Ahh! Isso é... uff... Não consigo nomear uma figura! Posso falar de três mulheres. Estou agora a trabalhar nas "Novas Cartas Portuguesas", obra literária da Maria Isabel Barreno, da Maria Teresa Horta e da Maria Velho da Costa. Nestes últimos meses têm sido as minhas grandes referências femininas. Estou a organizar uma espécie de maratona de leitura com a obra para assinalar o Dia Internacional da Mulher. Portanto, estas três mulheres são, sem dúvida nenhuma, uma referência enorme de resistência, coragem e luta pelos direitos da mulher através da arte.
Que dificuldades é que sentiu enquanto mulher no seio da indústria artística em Portugal?
Umas de forma mais direta, outras menos, porque o sistema funciona assim… Só pelo facto de sabermos que há mais papéis para homens do que para mulheres. Há pouco tempo recordei uma história, que me chocou e me fez perceber a minha condição de mulher. Na altura do "Love Actually", em 2003, antes do filme sair, encontrei uma agente inglesa - porque o filme ia sair e ia ser exibido no mundo inteiro - e íamos começar a trabalhar. Entretanto engravidei e liguei-lhe, estava super feliz quando lhe disse: "estou grávida, vou estar um bocadinho mais condicionada, a barriga vai crescer! Queria que soubesses disto". Ela disse-me: "vais ter de escolher, porque estás numa altura da tua carreira em que tens todas as oportunidades à tua frente. Portanto, ou és mãe ou segues a tua carreira". O pior é que foi uma mulher a fazer-me isto, o que é mais grave. Aquilo bateume... pff sei lá! Eu fiquei congelada. Fiquei chocadíssima, triste, foi muito chocante. Só consegui descrever o que senti anos mais tarde. Na altura ela diz-me aquilo - escolhe. Eu disse, "ok, já escolhi, vou ser mãe"! E foi o que aconteceu. Não hesitei, porque não tinha sequer dúvidas. Agora, ser posta nesta situação é muito grave.

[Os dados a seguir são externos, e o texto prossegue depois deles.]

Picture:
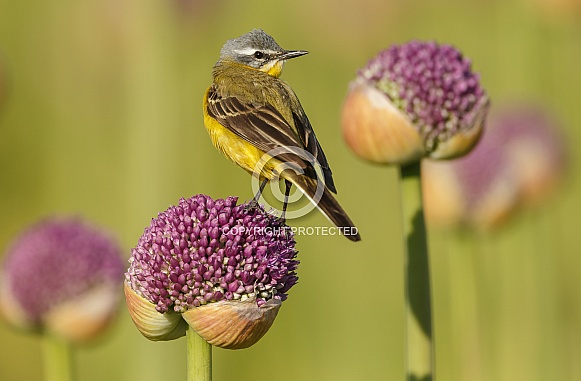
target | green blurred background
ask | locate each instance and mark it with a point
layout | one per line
(101, 116)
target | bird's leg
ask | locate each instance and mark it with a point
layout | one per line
(288, 185)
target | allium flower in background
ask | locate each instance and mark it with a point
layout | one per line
(222, 268)
(518, 162)
(62, 276)
(420, 99)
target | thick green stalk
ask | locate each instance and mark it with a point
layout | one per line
(199, 357)
(418, 321)
(57, 359)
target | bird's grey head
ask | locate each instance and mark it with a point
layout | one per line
(255, 49)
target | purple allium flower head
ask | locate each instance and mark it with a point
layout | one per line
(433, 84)
(59, 260)
(204, 250)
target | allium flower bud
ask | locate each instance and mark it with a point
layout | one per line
(63, 276)
(221, 267)
(414, 100)
(518, 160)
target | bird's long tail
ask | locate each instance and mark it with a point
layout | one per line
(327, 204)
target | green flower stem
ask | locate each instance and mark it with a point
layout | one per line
(57, 359)
(199, 357)
(418, 321)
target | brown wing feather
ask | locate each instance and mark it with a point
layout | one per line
(260, 125)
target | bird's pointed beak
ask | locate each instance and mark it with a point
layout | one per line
(288, 54)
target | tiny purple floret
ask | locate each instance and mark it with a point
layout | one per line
(432, 83)
(57, 260)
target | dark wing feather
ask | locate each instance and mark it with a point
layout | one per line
(307, 135)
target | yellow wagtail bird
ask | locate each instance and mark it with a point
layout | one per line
(249, 112)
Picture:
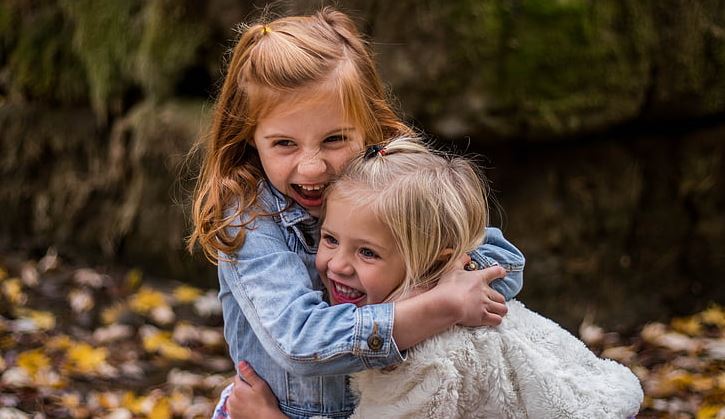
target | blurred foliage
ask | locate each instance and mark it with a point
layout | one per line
(169, 44)
(105, 38)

Como é que a arte pode servir de forma de contestação em prol da luta feminista?
As "Novas Cartas Portuguesas" são um grande exemplo, o que é transversal a toda a arte interventiva, que queira dar voz a quem não a tem devido à opressão. Este livro deu-me força para falar. A literatura e, em especial, esta obra, foi e é um grande exemplo de manifestação pela arte, por ter conseguido fazer o chão tremer. A arte tem essa força de provocar quem não quer ser provocado.

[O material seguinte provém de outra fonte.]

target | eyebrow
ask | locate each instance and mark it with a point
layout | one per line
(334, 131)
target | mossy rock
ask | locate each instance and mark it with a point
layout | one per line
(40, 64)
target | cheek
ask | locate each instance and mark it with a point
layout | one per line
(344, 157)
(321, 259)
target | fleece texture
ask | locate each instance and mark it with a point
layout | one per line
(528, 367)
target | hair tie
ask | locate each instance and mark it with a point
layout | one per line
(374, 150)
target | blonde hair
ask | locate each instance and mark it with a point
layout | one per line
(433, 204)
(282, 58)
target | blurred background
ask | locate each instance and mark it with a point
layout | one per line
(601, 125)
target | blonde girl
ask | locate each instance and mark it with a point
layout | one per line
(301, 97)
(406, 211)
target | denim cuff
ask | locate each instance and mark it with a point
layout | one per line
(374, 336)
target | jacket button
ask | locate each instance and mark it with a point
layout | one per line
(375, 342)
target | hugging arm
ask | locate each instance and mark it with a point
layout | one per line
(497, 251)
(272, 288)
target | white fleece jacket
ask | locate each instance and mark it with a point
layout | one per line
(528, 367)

Que mensagem gostava de passar a uma mulher que está agora a iniciar um percurso nas artes em Portugal?
Eu nunca tive jeito para fazer esse tipo de coisas, não arrisco. No meu percurso comunico com outras mulheres, já servi de apoio a algumas e fui apoiada por outras. Uma coisa que eu possa dizer concreta, não sei. Que horror! Posso dizer que aquilo que fiz no meu percurso foi ser verdadeira comigo própria e não me submeter a qualquer situação que sinta que é um cortar dos meus direitos como mulher e como profissional. É preciso acreditar que tem de haver igualdade: não só nas artes, mas em todas as profissões, as mulheres e homens podem exercer todo o tipo de funções.